Baseline data were collected from the SWEDCON registry, medical and obstetrical records. Women undergoing surgery for atrial septal defect (ASD) before reaching 18 years were classified as “operated”, otherwise the women were classified as “nonoperated”. We classified women with an ASD according to presence of surgery before 18 years of age. Due to the small number of patients in each diagnosis group, outcome analyses were performed according to mWHO class and not anatomical diagnosis.
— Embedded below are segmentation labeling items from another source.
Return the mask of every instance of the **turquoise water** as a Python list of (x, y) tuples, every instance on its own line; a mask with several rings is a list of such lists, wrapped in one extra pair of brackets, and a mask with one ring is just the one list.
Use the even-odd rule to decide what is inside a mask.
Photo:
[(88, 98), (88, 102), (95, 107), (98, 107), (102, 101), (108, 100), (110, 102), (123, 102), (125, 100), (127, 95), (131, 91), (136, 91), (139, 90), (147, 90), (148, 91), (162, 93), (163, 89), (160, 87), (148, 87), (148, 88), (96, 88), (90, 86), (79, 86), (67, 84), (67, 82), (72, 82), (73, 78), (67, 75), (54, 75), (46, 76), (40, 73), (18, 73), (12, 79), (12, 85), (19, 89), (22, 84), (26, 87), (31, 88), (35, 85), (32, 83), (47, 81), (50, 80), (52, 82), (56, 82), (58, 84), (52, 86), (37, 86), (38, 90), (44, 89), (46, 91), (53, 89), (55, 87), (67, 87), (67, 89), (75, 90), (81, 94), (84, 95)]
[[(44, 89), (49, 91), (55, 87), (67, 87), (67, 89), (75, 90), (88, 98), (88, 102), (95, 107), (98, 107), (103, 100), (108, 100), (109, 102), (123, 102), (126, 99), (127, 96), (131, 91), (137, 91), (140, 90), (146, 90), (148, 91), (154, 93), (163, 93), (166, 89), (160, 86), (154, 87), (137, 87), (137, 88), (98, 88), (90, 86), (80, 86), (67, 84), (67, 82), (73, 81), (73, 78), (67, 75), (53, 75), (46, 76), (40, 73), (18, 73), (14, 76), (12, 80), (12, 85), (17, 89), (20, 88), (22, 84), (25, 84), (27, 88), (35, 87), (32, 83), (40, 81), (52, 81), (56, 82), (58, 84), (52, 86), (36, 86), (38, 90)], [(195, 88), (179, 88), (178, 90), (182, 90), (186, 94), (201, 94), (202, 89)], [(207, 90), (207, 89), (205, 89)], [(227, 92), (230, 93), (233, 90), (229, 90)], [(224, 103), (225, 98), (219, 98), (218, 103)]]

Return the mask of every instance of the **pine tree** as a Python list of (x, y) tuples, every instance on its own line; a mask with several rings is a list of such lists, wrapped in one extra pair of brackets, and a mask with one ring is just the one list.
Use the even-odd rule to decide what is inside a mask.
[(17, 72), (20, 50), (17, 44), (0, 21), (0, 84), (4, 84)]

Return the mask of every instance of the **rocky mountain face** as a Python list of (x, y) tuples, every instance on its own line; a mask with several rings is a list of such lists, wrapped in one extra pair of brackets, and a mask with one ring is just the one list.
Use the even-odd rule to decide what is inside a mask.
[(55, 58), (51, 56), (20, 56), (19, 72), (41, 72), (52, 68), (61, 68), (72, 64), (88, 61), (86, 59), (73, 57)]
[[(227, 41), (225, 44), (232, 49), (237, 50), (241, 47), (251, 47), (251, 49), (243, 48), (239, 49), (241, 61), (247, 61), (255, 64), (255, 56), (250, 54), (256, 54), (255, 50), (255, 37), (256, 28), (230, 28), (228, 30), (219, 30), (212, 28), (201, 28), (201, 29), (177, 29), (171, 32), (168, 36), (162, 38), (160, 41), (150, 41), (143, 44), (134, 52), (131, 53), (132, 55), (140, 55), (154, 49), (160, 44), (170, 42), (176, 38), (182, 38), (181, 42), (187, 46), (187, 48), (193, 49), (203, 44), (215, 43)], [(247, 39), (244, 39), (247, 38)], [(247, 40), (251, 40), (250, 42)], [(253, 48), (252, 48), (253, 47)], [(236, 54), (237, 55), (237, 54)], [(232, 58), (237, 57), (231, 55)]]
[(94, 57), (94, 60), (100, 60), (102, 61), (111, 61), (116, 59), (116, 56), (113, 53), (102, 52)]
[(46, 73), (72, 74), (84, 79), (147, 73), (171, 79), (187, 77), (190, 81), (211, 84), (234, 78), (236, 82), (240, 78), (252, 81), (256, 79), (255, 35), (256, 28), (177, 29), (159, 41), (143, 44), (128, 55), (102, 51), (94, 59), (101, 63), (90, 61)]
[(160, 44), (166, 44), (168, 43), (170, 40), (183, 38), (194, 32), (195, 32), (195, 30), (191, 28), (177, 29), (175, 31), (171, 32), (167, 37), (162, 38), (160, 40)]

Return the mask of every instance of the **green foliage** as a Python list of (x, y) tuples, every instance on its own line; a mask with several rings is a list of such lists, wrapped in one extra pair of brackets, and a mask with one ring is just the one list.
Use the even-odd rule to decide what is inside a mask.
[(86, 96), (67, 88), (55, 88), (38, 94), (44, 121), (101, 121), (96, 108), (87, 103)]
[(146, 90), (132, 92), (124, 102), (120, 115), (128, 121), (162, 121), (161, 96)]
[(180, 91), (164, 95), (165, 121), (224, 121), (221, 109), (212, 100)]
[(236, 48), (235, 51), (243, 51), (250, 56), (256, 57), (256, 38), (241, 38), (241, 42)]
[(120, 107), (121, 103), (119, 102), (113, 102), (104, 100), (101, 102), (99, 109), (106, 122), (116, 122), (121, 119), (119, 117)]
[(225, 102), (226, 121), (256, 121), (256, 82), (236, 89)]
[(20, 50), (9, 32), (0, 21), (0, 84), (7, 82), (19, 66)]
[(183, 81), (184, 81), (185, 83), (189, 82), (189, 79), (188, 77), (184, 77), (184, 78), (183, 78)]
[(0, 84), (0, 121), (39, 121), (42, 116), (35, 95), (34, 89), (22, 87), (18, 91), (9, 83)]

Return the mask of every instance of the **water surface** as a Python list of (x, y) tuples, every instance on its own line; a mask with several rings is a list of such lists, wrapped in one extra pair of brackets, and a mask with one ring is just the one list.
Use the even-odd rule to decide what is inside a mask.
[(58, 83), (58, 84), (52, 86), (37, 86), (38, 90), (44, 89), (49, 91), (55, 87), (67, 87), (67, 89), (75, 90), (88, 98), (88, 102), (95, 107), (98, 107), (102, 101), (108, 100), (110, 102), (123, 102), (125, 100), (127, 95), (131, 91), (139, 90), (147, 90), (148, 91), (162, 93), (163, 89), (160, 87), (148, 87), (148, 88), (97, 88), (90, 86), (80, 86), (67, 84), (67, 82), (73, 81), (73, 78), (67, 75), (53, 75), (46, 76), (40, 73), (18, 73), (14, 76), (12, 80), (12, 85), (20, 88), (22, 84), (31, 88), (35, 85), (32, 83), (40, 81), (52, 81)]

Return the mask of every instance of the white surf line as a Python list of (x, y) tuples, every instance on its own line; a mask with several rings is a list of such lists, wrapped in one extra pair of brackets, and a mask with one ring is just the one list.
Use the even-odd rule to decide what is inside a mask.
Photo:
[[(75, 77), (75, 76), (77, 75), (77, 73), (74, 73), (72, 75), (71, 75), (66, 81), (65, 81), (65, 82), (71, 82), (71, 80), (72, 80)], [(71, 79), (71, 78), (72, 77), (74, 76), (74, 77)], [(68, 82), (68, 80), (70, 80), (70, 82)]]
Neonatal/fetal complications were defined:

  1. Preterm birth (<37 weeks of gestation), regardless of iatrogenic or spontaneous delivery;
  2. Small for gestational age (SGA), birth weight below two standard deviations from the mean weight corrected for gender and gestational week;
  3. Cardiac birth defects: ICD-10 Q code 20–26;
  4. Clinical diagnosis of FGR as noted in the medical records. FGR is diagnosed clinically when the estimated fetal weight is <-22% compared to average according to Swedish standard in combination with abnormal umbilical artery Doppler measurements, and/or the fetal growth between two ultrasound measurements 2 weeks apart declines >10% over 2 weeks;

Pregnancies were scored retrospectively using the mWHO risk classification, the first clinical visit and the first echocardiography during pregnancy [4]. The following assessments were made: transposition with previous arterial switch procedure and without aortic dilatation: mWHO II, transposition with previous Mustard/Senning procedure: mWHO III; severe aortic regurgitation: mWHO II-III, severe symptomatic pulmonary stenosis with mildly decreased right ventricle function: mWHO III, well-functioning Ross: mWHO I and well-functioning corrected anomalous left coronary artery from the pulmonary artery: mWHO II.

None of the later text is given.